Q. Did dinosaurs peel or shed their skins?
A. Presumably, said Mark A. Norell, chairman of the division of paleontology at the American Museum of Natural History. But not all at once.
“Since
we can’t directly observe extinct animals, we need to look at close
relatives,” Dr. Norell said. “Birds are living dinosaurs, crocodilians
their closest relatives. Both shed skin in patches and strips, not
entire skins like snakes.
“Because
crocodiles and birds share a common ancestor, we predict this
skin-shedding style was present in that ancestor,” he continued.

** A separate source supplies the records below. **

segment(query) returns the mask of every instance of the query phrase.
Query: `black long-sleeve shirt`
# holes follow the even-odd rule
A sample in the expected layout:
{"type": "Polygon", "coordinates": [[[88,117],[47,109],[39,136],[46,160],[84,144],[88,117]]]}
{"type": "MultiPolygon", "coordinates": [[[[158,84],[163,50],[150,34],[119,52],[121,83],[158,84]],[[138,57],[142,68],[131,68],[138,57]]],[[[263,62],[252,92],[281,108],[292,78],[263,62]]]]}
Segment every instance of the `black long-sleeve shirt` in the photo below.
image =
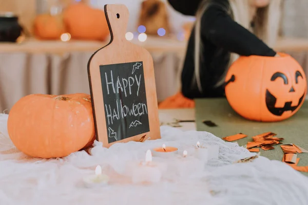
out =
{"type": "MultiPolygon", "coordinates": [[[[178,11],[195,15],[202,0],[168,0],[178,11]]],[[[210,4],[201,22],[201,36],[203,60],[200,61],[200,73],[202,88],[201,93],[194,77],[195,28],[188,41],[182,73],[182,92],[186,97],[217,97],[224,96],[222,86],[214,85],[228,69],[230,53],[240,55],[274,56],[276,52],[247,29],[235,22],[226,11],[230,7],[228,0],[208,0],[210,4]],[[229,7],[229,8],[227,8],[229,7]]]]}

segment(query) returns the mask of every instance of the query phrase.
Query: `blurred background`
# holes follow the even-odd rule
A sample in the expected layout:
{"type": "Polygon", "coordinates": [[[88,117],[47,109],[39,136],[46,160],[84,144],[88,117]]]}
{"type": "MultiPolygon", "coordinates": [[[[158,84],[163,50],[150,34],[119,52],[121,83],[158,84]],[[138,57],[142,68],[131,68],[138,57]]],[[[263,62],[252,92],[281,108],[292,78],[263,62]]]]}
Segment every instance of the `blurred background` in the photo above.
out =
{"type": "MultiPolygon", "coordinates": [[[[110,39],[104,6],[129,10],[127,40],[153,57],[159,101],[178,92],[194,16],[166,0],[0,0],[0,111],[33,93],[89,94],[87,65],[110,39]]],[[[274,48],[308,72],[307,0],[284,0],[274,48]]]]}

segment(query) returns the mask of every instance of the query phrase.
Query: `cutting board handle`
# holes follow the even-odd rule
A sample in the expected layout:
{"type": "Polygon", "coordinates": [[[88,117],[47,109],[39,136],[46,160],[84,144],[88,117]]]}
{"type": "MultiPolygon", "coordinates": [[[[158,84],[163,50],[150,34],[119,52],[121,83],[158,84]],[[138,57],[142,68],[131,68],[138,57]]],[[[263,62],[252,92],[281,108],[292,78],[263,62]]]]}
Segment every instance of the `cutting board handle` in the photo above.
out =
{"type": "Polygon", "coordinates": [[[105,14],[110,31],[111,41],[127,40],[125,34],[129,17],[127,7],[122,4],[107,4],[105,5],[105,14]]]}

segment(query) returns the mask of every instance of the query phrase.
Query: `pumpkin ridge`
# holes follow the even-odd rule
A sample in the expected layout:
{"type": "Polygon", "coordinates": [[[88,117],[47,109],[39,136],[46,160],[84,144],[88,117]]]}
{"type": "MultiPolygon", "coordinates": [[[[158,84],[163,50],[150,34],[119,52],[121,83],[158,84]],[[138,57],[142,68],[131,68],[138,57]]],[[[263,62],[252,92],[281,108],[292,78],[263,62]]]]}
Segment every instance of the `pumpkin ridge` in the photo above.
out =
{"type": "Polygon", "coordinates": [[[63,101],[69,100],[71,98],[72,98],[71,97],[65,97],[65,96],[59,96],[53,98],[53,99],[54,99],[56,100],[63,100],[63,101]]]}

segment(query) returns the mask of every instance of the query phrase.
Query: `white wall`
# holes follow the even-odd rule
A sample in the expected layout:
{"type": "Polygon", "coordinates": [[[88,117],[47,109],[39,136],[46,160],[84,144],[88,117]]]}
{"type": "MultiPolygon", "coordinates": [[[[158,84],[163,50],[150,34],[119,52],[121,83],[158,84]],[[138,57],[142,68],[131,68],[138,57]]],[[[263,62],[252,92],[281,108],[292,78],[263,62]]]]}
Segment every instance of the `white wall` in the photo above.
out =
{"type": "MultiPolygon", "coordinates": [[[[162,0],[166,2],[166,0],[162,0]]],[[[143,0],[90,0],[91,5],[95,8],[104,9],[105,4],[125,4],[129,10],[130,16],[127,28],[128,31],[137,31],[137,24],[140,10],[140,5],[143,0]]],[[[175,11],[170,5],[167,5],[170,26],[172,30],[178,33],[181,30],[183,23],[191,20],[191,16],[185,16],[175,11]]]]}

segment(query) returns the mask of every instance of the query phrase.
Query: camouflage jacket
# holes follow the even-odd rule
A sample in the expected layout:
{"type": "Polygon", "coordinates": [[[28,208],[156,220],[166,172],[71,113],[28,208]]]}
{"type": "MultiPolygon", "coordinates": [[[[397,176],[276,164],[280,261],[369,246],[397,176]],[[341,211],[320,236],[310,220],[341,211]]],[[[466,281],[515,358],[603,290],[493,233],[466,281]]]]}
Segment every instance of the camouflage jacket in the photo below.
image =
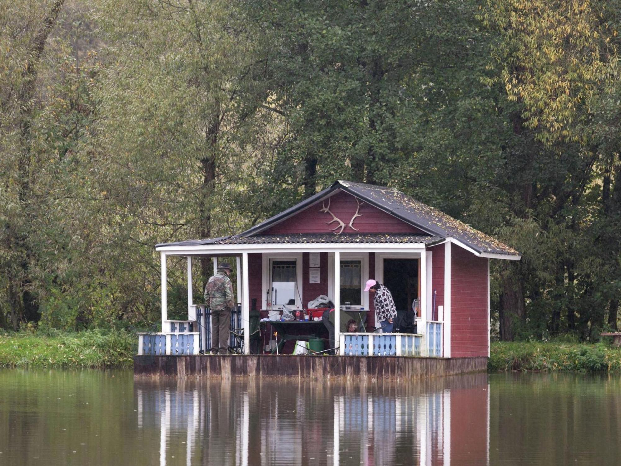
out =
{"type": "Polygon", "coordinates": [[[233,284],[223,272],[219,272],[209,278],[205,285],[205,306],[212,311],[224,311],[233,309],[235,299],[233,297],[233,284]]]}

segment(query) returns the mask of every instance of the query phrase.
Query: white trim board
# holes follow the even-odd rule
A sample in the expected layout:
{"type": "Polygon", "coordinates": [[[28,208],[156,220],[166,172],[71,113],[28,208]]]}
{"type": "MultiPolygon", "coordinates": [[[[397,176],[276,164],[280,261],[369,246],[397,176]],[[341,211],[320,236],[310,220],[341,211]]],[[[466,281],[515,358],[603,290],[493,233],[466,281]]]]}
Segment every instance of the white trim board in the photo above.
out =
{"type": "Polygon", "coordinates": [[[427,245],[424,243],[280,243],[270,244],[204,244],[197,246],[160,246],[155,250],[170,255],[194,255],[229,256],[235,252],[335,252],[336,251],[367,251],[375,252],[419,252],[427,245]]]}
{"type": "MultiPolygon", "coordinates": [[[[468,246],[458,239],[455,238],[446,238],[447,241],[450,241],[453,244],[456,244],[460,247],[462,247],[468,252],[471,252],[477,257],[486,257],[491,259],[505,259],[507,260],[519,260],[522,256],[519,254],[498,254],[494,252],[477,252],[469,246],[468,246]]],[[[435,245],[435,244],[433,245],[435,245]]]]}
{"type": "Polygon", "coordinates": [[[444,244],[444,357],[451,357],[451,242],[444,244]]]}

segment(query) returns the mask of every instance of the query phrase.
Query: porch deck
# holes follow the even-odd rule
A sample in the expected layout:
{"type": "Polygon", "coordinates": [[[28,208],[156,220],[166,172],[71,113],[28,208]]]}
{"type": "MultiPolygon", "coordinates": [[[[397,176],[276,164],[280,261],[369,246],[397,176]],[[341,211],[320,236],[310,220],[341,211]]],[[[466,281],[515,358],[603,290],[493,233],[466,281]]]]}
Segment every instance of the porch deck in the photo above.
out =
{"type": "Polygon", "coordinates": [[[487,370],[487,357],[234,355],[135,356],[136,377],[288,377],[406,380],[487,370]]]}

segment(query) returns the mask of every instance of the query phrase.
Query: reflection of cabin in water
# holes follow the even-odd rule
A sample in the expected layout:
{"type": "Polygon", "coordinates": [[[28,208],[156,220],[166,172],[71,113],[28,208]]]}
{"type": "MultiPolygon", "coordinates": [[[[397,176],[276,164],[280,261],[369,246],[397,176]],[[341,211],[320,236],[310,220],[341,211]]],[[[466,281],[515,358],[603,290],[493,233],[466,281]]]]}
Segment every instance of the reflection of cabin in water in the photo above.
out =
{"type": "MultiPolygon", "coordinates": [[[[233,279],[247,354],[255,330],[251,311],[265,318],[289,305],[313,323],[320,314],[309,311],[309,303],[323,295],[334,308],[363,316],[363,331],[348,334],[342,331],[341,313],[335,314],[340,355],[486,358],[489,259],[520,259],[511,248],[396,190],[342,181],[241,234],[156,249],[161,257],[162,332],[141,336],[140,355],[209,349],[205,314],[193,302],[192,263],[211,257],[214,268],[224,258],[236,263],[233,279]],[[167,314],[166,258],[172,255],[187,257],[189,316],[183,321],[167,314]],[[363,291],[371,278],[391,290],[396,326],[405,327],[404,317],[415,313],[410,317],[415,330],[372,332],[378,326],[373,295],[363,291]]],[[[263,327],[272,336],[270,326],[263,327]]]]}
{"type": "Polygon", "coordinates": [[[150,464],[489,464],[486,374],[379,386],[160,381],[134,386],[145,444],[160,444],[142,453],[150,464]]]}

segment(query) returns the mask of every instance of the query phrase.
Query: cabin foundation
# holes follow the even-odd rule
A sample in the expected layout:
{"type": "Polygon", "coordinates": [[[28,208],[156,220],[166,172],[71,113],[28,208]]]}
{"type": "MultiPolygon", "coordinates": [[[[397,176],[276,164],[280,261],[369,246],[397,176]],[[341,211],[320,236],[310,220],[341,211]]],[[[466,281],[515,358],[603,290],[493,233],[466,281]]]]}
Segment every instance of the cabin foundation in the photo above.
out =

“Nonbird dinosaurs descend from this same ancestor. Without other
information, we predict that even giant dinosaurs exfoliated their dead
dry skin in patches.”
Everything
that has skin sheds it, Dr. Norell emphasized, but there is a
tremendous diversity in how skin sheds. In humans, for example, rubbing
the dry skin of an arm across something black leaves a white scuff of
dead skin cells, he said. And in birds, skin dries and sloughs off as
small patches, like peeling after a bad sunburn.
Reptile
shedding usually conjures visions of whole snakeskins, shed as a
continuous piece, “looking like the ghost of a living serpent,” Dr.
Norell said. But this is an anomaly; most animals do it differently.
Typical reptiles — lizards, crocodiles and turtles — shed dry, irregular
skin patches, and that is probably how dinosaurs did it, he said.